Quality statement 1 - Could it be sepsis?

A diagnosis of sepsis is considered in any patient with an acute illness or clinical deterioration that may be due to infection. A clinical support tool that includes assessment of vital signs and lactate is used to help recognise sepsis early and escalate care when required.

Purpose

To improve the recognition and early detection of sepsis in all clinical presentations by using a structured and evidence-based approach to screening and decision-making.

What the quality statement means

For patients

Sepsis can affect anyone. However, some people are at greater risk than others, such as:

  • Newborns and young children
  • Older people
  • Aboriginal and Torres Strait Islander peoples
  • People with complex health conditions
  • People with COVID-19
  • People with poor immune systems
  • People who are pregnant or have just given birth
  • People being treated for cancer with chemotherapy
  • People with burns, wounds and injuries
  • People who have been previously diagnosed with sepsis.

A clinician will consider the possibility of sepsis for someone who:

  • Has an infection or might have one
  • Is very sick
  • Is getting sicker.

A doctor or nurse will perform physical checks such as taking temperature and blood pressure, doing blood tests and asking questions.

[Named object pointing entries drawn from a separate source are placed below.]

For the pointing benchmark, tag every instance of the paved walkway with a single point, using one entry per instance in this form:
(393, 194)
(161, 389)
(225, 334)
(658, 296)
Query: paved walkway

This information will help them to quickly identify whether you or your family member could have sepsis.

The signs of sepsis in adults can include:

  • Fast breathing or breathlessness
  • Fever and chills
  • Low body temperature
  • Low or no urine output
  • Fast heartbeat
  • Nausea and vomiting
  • Diarrhoea
  • Fatigue, confusion or sleepiness
  • A lot of pain or ‘feeling worse than ever’.

The signs of sepsis in children can include:

  • Fast breathing or long pauses in breathing
  • Blotchy or discoloured skin
  • Skin abnormally cold to touch
  • Rash that doesn’t fade when pressed
  • Infrequent wet nappies or low urine output
  • Drowsiness, difficulty waking up or confusion
  • Restlessness or floppy limbs
  • Vomiting
  • Fits or convulsions
  • A lot of unexplained pain.

For families, let a doctor or nurse know if you are worried that your child or family member is very sick or getting worse. Your concern is important and should be considered, as you know your child or family member best.

It’s important for you to ask ‘Could it be sepsis?’

For more information, refer to the National Sepsis Awareness Campaign

For clinicians

Recognising a patient with sepsis can be challenging. Consider sepsis in all patients with acute illness or deterioration who may have an infection.

Importantly, the presentation of sepsis in neonates and children may differ to adults. In children, hypotension is not necessary to diagnose septic shock. In older people, commonly recognised sepsis signs and symptoms are often absent. Older people are more likely to have relative immunosuppression. The presentation is less likely to include a fever, raised white cell count or raised C-reactive protein. In older people, hypothermia, delirium and falls (in frail people) are more likely.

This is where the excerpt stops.